Никодимус едва сдержался, чтобы не наорать на иерофанта и не кинуться в драку. Однако сквозь застящую глаза ярость он видел в словах Сайруса зерно истины. Никодимусу надежда служила топливом, дровами, которые он подбрасывал в костер, подогревающий его волю к жизни.

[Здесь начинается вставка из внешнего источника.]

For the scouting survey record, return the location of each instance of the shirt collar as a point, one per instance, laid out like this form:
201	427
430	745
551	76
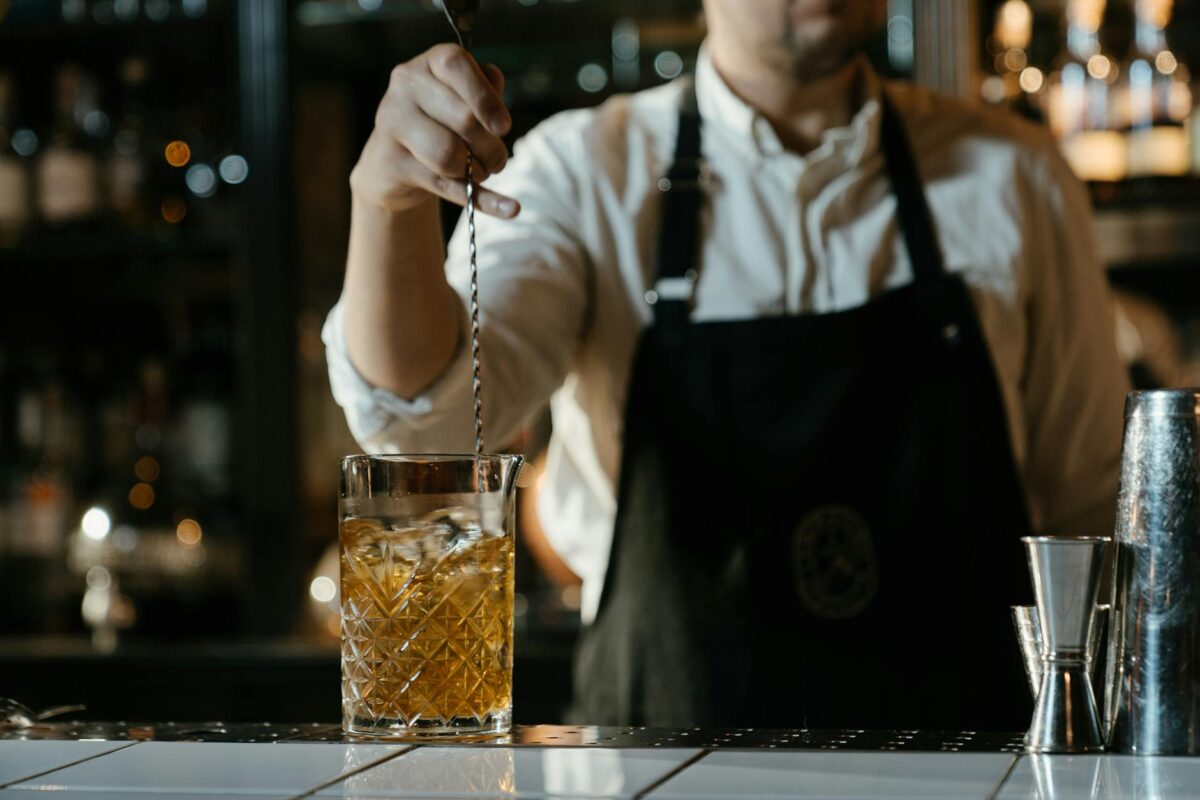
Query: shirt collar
751	134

— Я приму любое отношение Франчески к потере своих способностей, — уткнувшись лицом в ладони, наконец произнес он, стараясь сдержаться.
Сайрус умолк надолго.
— Тогда еще одно. Помоги мне убедить Франческу не высаживаться с тобой в Холодном Шлюзе. На корабле ей будет безопаснее.
— Послушает она меня, как же! — фыркнул Никодимус.
— Я скажу ей, что это наше общее мнение.
— Я, может, ее плохо знаю, но уже понял, что переубеждать ее в чем-то бесполезно.
— И все равно, пусть думает, что мы единодушны. Если она все же упрется, за ее жизнь отвечаешь ты.
— По сведениям Дейдре, как раз наоборот, ей придется отвечать за мою.
Сайрус отвернулся к занавешенному окну.
— Я на тебя не в обиде, — явно искренне, хоть и сердито, буркнул иерофант.
— И я на тебя, — как можно спокойнее ответил Никодимус.
— Буду в офицерской — третья дверь по коридору. Стучи, только если сильно понадоблюсь, а так без лишней нужды не выходи. Вылет через два часа.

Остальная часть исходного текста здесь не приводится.